Namun Alesya acuh tak acuh dan justru berjalan menuju kulkas yang ada di dapur untuk mengambil air putih.

"Alesya," panggil Adam dari ruang tengah.

"Iya pah, kenapa?" jawab Alesya seraya mendekati sang papa.

"Kamu udah mulai kuliahnya?" tanya sang papa setelah putri semata wayangnya itu duduk di sampingnya.

"Lusa baru mulai pah, besok masih ospek fakultas hari terakhir sama malam inaugurasi," jelas Alesya seraya bergelanyut manja di lengan sang papa.

Karena papanya itu jarang sekali di rumah, jadi wajar saja jika Alesya akan sangat manja jika sang papa ada di rumah.

"Kamu masih pacaran sama siapa itu? Marcell?" tanya sang papa yang membuat Alesya mengernyitkan dahinya bingung.

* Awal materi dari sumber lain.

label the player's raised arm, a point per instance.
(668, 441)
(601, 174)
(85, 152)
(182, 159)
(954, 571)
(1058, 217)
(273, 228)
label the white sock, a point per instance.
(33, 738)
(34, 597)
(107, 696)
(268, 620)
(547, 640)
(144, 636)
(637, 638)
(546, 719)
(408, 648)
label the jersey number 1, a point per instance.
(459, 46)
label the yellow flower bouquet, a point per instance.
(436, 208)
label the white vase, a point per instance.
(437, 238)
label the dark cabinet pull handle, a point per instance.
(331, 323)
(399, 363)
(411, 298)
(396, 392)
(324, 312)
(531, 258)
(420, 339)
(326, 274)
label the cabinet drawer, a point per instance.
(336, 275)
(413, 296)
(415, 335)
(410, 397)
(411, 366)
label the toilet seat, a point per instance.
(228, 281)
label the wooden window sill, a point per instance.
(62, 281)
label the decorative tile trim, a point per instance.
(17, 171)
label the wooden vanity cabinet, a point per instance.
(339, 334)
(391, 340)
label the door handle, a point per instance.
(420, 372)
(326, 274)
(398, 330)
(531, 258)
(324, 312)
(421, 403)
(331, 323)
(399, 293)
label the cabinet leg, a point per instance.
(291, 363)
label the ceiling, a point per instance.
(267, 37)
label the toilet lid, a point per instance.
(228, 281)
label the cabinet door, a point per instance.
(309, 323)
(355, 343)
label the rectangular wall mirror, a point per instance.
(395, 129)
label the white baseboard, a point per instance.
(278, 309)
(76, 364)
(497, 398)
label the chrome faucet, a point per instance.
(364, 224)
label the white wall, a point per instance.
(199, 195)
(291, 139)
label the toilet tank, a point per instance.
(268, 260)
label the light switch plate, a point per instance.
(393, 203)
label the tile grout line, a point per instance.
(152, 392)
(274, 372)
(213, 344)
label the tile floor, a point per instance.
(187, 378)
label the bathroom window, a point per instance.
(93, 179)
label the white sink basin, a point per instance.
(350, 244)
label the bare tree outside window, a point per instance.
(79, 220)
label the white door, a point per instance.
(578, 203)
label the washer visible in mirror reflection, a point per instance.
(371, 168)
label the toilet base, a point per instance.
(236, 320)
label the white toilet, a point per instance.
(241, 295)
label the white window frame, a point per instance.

"Marcell siapa pah? Akala kali, beda jauh banget" jawab Alesya membenarkan yang membuat sang mama terkekeh pelan.

"Maklum Sya, ga pernah di rumah sih jadi gitu gatau nama pacar kamu," ucap Alvita, sang mama dengan nada menyindir.

"Ya maaf papa kan lupa, bukan gatau. Lagian kan belum pernah ketemu," ucap Adam mengelak sindiran dari sang istri.

"Masih pah, kenapa emangnya?" tanya Alesya ditengah kekehannya.

"Gapapa sih. Emang kamu gaada niatan buat nemuin Akala sama papa nih?" tanya sang papa seraya menaikkan alisnya.

"Ya bukannya gaada niatan si pah, cuma pas Akala kalau kesini pasti papa masih kerja, jadinya ya ga ketemu. Lagian Akala tuh orang sibuk banget pah, dia ketua BEM di kampus Alesya sekarang, dia juga kerja pah," jelas Alesya.

"Loh, kerja dimana?" tanya sang papa heran.

"Kerja di perusahaan papanya," jawab Alesya singkat.

"Hmm keren dong, masih muda udah mandiri, punya skill kepemimpinan lagi. Tapi dia ga pernah nyakitin kamu kan?" tanya sang papa yang membuat Alesya terdiam.

"Kok diem? Dia ga pernah nyakitin kamu kan?" ucap Adam mengulangi pertanyaannya.

"Gak kok pah. Akala baik," jawab Alesya berbohong.

Karena jika ia berkata jujur, sudah pasti sang papa akan marah dan pasti memintanya untuk mengakhiri hubungannya dengan Akala, dan Alesya tak mau itu terjadi.

"Bagus deh, nanti kapan-kapan kenalin ke papah ya," ucap sang papa seraya mengelus lembut rambut putri semata wayangnya.

Alesya hanya menganggukkan kepalanya pelan.

"Yaudah Alesya mau ke kamar dulu ya pah, mah," pamit Alesya sebelum kemudian berjalan menaiki tangga menuju kamarnya.

"Gimana nih pah?" tanya Alvita kepada sang suami.

"Kita gabisa maksain Alesya mah, papa takutnya malah buat dia ga bahagia," jawab Adam seraya memandang kearah kamar Alesya yang sekarang sudah tertutup rapat.

"Tapi mama ga enak sama dia pah," ucap Alvita dengan nada lemah.

"Kebahagiaan anak kita yang paling penting mah, urusan itu nanti aja," jawab Adam yang hanya dijawab hembusan nafas pelan oleh Alvita.